沈烬渐渐开始相信易烟雨的话,甚至不顾母亲反对,执意将易烟雨娶进门。

一来易烟雨于他有救命之恩,二来他确实需要一个这样帮手。

易烟雨时常替沈烬出谋划策,一时间他在朝中顺风顺水,也对易烟雨日渐宠爱,对她陷害文凝也不管不问。

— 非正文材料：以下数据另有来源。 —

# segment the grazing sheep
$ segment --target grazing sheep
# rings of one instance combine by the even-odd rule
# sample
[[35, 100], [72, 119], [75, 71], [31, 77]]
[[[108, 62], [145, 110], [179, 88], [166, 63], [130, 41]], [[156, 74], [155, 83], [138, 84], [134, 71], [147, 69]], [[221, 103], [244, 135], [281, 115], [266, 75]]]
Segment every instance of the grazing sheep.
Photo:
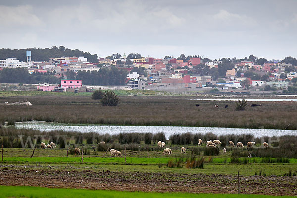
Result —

至于文凝,沈烬对文凝印象不深,只记得她娴静,话不多,因着易烟雨,他也鲜少去文凝屋里过夜,因着每回至半夜,易烟雨总会想不同的借口将他「请走」。

而文凝,从不会说半句留他的话。

久而久之,他与文凝之间也就只剩下这夫妻名分罢了。

直至有一次,他从文夫人口中得知文凝竟在嫁来沈府之前曾到外祖家中小住一阵,专门研究解毒药理。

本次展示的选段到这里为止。